Comparisons against alternative self-supervised learning strategies (e.g., MIM, pseudo-labeling) confirm the advantage of explicit multi-view aggregation for geometric adaptation. Analogously, the synergy of text and visual prompts for SCL produces superior performance over purely textual enrichment.
Figure 6: Multi-view observation robustness—SeeCo reduces accuracy degradation under drastic target orientation changes compared to baselines.
Hyperparameter sweeps show that performance is robust to the number of multi-view observations and the depth of injected blocks. Optimal gains are reached with four views and adaptation in the top two transformer layers.
Figure 7: Effect of number of views K and number of adapted blocks P; SeeCo maintains robustness across a range of settings.
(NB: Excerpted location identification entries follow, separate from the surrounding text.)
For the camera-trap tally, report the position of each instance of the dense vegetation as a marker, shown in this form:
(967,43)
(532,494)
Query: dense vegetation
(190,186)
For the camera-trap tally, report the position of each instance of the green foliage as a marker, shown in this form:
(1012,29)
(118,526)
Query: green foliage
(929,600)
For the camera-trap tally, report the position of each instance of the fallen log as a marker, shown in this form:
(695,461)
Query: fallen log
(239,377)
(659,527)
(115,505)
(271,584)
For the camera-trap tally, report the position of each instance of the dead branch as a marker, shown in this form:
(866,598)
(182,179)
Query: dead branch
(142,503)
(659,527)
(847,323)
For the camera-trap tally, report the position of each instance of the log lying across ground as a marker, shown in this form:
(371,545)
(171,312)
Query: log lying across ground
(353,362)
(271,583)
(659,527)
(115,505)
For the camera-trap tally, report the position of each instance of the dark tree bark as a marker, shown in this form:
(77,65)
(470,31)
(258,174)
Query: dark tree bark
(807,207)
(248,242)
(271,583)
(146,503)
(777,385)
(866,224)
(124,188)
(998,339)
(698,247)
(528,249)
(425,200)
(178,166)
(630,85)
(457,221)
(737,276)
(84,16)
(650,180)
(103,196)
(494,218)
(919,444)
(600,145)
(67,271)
Theoretical and Practical Implications
SeeCo demonstrates that explicit geometric and semantic adaptation at inference time—without retraining or labeled data—can markedly improve VLM-based segmentation in domains with strong distribution shifts and non-canonical object arrangements. The plug-and-play design means SeeCo can serve as a universal enhancement module, extending to other dense prediction tasks or domains where semantic and geometric variation is prevalent.
The approach also validates the utility of LLM-assisted prompt engineering in low-supervision regimes, even with frozen encoders, pointing towards broader applications of on-the-fly context enrichment for cross-modal tasks.
Conclusion
SeeCo introduces a framework for inference-only, per-scene recalibration of OVSS models in remote sensing, synthesizing geometric consensus from multi-view analysis and semantic consensus from LLM-powered textual enrichment. This dual-adaptation significantly reduces under-activation and semantic ambiguity, as evidenced by comprehensive empirical results, and offers a general recipe for robust open-vocabulary perception in distribution-shifted or weakly supervised settings. Future research may extend SeeCo to general visual domains, scale the adaptive modules, and investigate joint optimization of multi-modal consensus signals.